- Born: 16 March, 1992 Pagadian, Zamboanga del Sur, Philippines
- Died: 24 September 2013 (aged 21) Zamboanga City, Philippines
- Allegiance: Philippines
- Branch: Philippine Army
- Service years: 2010-2013
- Rank: Private First Class
- Service number: 892139
- Unit: 3rd Scout Ranger Company, 1st Scout Ranger Regiment
- Conflicts: Zamboanga City crisis
- Awards: Philippine Medal of Valor

= Ian Paquit =

Philippine Army officer (1992–2013)

Ian O. Paquit (16 March 1992 - 24 September 2013) was a Philippine Army enlisted soldier and a recipient the Philippines' highest military award for courage, the Medal of Valor.
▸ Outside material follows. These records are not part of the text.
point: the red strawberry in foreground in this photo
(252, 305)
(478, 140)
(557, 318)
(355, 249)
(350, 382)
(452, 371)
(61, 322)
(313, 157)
Paquit was assigned as an automatic rifleman in the 3rd Scout Ranger Company of the 1st Scout Ranger Regiment, which was deployed to fight the Moro National Liberation Front faction that continues to recognize Nur Misuari as the MNLF Chairman, during the 2013 Zamboanga City crisis.

On 24 September 2013, Paquit died from wounds sustained while providing suppressive fire to enable his fellow soldiers to relocate after his unit came under heavy enemy fire that degraded the available cover.

Paquit, at 21 years of age, is the youngest recipient of the Medal of Valor.

==Zamboanga City crisis==

The Zamboanga City crisis began on 9 September 2013 when a faction of the Moro National Liberation Front attempted to raise the flag of the self-proclaimed Bangsamoro Republik at Zamboanga City Hall. This short-lived, unrecognized state had earlier declared its independence on 12 August 2013 in Talipao, Sulu.

===Death===
Paquit had been wounded in action by shrapnel to his face on 13 September 2013. Despite the injury, he returned to active combat duty shortly after being treated. On 24 September 2013, the third week of the conflict and four days before the cessation of hostilities, the section of the Scout Ranger unit to which Paquit belonged figured in a heavy exchange of fire with the Moro rebels. Paquit adjusted his position for a better line of sight on the enemy and provided suppressive fire as his fellow soldiers relocated to a more covered position. He however, sustained a gunshot injury to the neck that proved fatal.

Paquit was conferred the Medal of Valor on 20 December 2013. Part of his medal citation reads,

"During the operations, heavy exchanges of fire trapped a section of the 3rd Scout Ranger Company. Due to massive firepower coming from the well-entrenched enemy forces and deteriorating cover, Private First Class Paquit adjusted his position to a better line of sight to provide cover fire for the repositioning troops, notwithstanding his vulnerability to enemy fire... With courage, dedication and sacrifice of PFC Paquit, further casualties were avoided and the neutralization of enemy firing positions greatly contributed to the clearing and capture of enemy strongholds..."

==Personal life==
Paquit is survived by his father Eduardo, elder sister Irene and younger brother Ironel.

==In popular culture==
Actor Joshua Garcia played the role of Paquit in the anthology series Maalaala Mo Kaya episode "Medalya" last June 22, 2019 dedicated for the story about the 2013 Zamboanga Siege.